While South Yorkshire Police made a £400,000 settlement for the the case, Sir Cliff took the BBC to court, seeking a judgement at the High Court, despite the broadcaster making a public apology for the coverage.

The singer was said to seeking “very substantial” damages in the case, describing the footage caught live by the news channel as “shocking and upsetting”.

On 18 April 2018, Sir Cliff won his case against the BBC, with the BBC confirming that they would not be appealing the decision.

The BBC repeated its public apology and Sir Cliff won around £400,000 in damages, with The Guardian reported that the BBC was forced to fork out around £1.9million to cover legal fees and damages by the end of the case.

What happened to Neil Fox?

Neil Fox is a well-known radio and television presenter, who would go on to gain further fame by appearing as a judge on Pop Idol alongside Pete Waterman and Nicky Chapman in the 2000s.

He was arrested on suspicion of historical public offences on 30 September 2014, which came after allegations were made by two seperate women.

Despite both Mr Gambaccini and Sir Cliff’s allegations being part of Operation Yewtree, Mr Fox’s arrest was not connected to the investigation.

He was initally released on bail, however further arrested after three more women made allegations against the presenter.

Mr Fox was once again released on bail before being arrested a few days later in relation to an allegation made by another women.

Eventually, he was charged with nine counts of sexual offences against six seperate women, three of which were under the age of 16 at the time.
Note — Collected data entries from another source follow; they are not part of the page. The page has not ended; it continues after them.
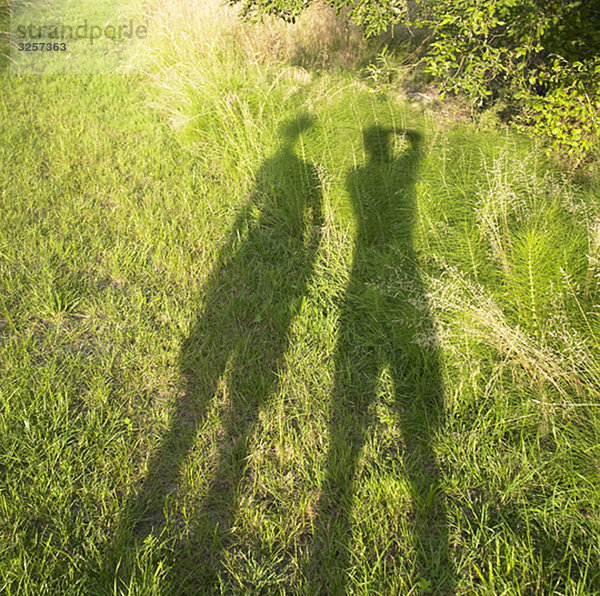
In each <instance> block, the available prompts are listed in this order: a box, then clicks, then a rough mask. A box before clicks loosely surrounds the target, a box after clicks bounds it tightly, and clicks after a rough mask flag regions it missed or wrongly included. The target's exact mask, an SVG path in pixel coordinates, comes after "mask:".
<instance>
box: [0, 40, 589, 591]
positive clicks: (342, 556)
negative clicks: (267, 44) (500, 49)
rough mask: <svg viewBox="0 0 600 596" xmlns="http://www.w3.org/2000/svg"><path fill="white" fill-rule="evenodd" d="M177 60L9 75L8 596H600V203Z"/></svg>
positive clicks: (316, 88)
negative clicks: (529, 595)
mask: <svg viewBox="0 0 600 596" xmlns="http://www.w3.org/2000/svg"><path fill="white" fill-rule="evenodd" d="M164 56H165V63H164V64H163V65H165V64H166V67H165V69H164V70H162V71H161V73H160V76H158V77H157V78H155V79H154V80H150V79H149V77H147V76H141V75H139V76H137V75H78V76H76V75H70V76H57V75H45V76H41V77H40V76H24V75H21V76H16V75H11V74H9V72H8V71H7V69H6V68H5V69H4V71H3V72H2V74H0V88H1V96H0V113H1V115H2V118H1V119H0V163H1V164H2V166H1V168H0V192H1V197H2V211H1V214H2V220H1V221H2V226H0V352H1V357H0V366H1V371H2V374H0V399H1V401H0V406H1V408H0V442H1V443H0V536H1V538H2V539H1V540H0V591H2V592H3V593H7V594H18V595H22V594H31V595H36V596H37V595H39V594H103V595H104V594H140V595H145V594H215V593H241V594H248V593H249V594H258V593H264V594H271V593H282V594H283V593H285V594H317V593H322V594H342V593H358V594H382V595H384V594H409V593H410V594H426V593H433V594H474V593H477V594H546V593H548V594H594V593H598V591H599V590H600V565H599V563H598V562H599V561H600V518H599V512H600V490H599V489H600V442H599V439H600V410H599V408H598V406H599V405H600V399H599V392H600V389H599V388H600V369H599V362H600V360H599V352H600V346H599V341H598V337H599V336H600V320H599V317H598V307H597V305H598V298H599V295H600V260H599V259H600V203H599V200H600V185H599V184H598V183H597V182H594V181H587V182H585V183H581V182H580V183H579V184H575V182H574V181H573V180H572V178H569V177H567V176H565V175H560V174H559V173H558V172H556V171H553V170H552V169H551V168H550V167H549V166H548V164H547V163H546V160H545V158H544V157H543V153H542V152H541V151H540V149H539V148H538V147H536V146H535V145H534V143H532V142H531V141H529V140H528V139H526V138H524V137H521V136H515V135H512V134H510V133H508V132H506V131H500V130H478V129H476V128H475V127H474V126H473V125H471V124H468V123H464V122H460V121H452V120H449V119H448V118H447V117H442V116H441V115H440V114H438V113H436V112H435V110H429V111H425V110H423V109H422V108H421V107H419V106H415V105H411V104H409V103H406V102H405V101H403V100H402V99H401V98H399V97H398V96H397V95H395V94H394V93H392V92H390V93H388V94H383V93H373V92H372V90H371V89H369V88H368V87H367V86H366V85H364V84H363V83H361V82H359V81H357V80H356V78H354V77H352V76H350V75H347V74H343V73H338V74H326V73H321V74H313V76H312V77H311V78H310V80H308V79H307V80H305V81H303V82H302V83H299V82H298V81H297V80H296V79H294V77H293V76H288V74H289V72H288V71H287V70H284V67H277V66H265V65H259V64H250V63H248V62H246V61H243V60H242V59H241V58H239V56H237V55H236V54H235V52H230V51H219V52H217V53H214V52H213V54H211V55H210V56H208V55H204V56H203V60H202V61H198V62H197V63H194V64H193V67H192V66H190V65H185V64H182V63H181V61H179V60H175V59H174V58H173V56H172V55H170V54H169V53H168V51H167V52H166V53H165V54H164ZM157 83H158V84H157Z"/></svg>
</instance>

The incident were alleged to have taken place between 1991 and 2014.

Mr Fox pleaded not guilty to all counts, before pleading guilty to six additional charges.

Before the beginning of his trial on 5 November 2015, prosecutors cleared him of five of the charges.

Eventually he was found not guilty on all charges at the Westminster Magistrate’s Court trial on 14 December 2015.

Judge Howard Riddle said during the ruling: “We heard evidence of about 10 allegations from six women. We believed each of the complainants. The question we must ask is whether we are sure of the facts alleged, sure of the context in which they occurred and sure that they amount to criminal offences.”

In response to the trial, Mr Fox said: “This case has once again raised concerns about how high-profile cases such as this have been investigated by the CPS.”

When is The Accused: National Treasures on Trial on?

The Channel 4 documentary will air on the channel at 9pm on 24 August.

The show will be available to watch on catch-up service All4 shortly after it has aired live.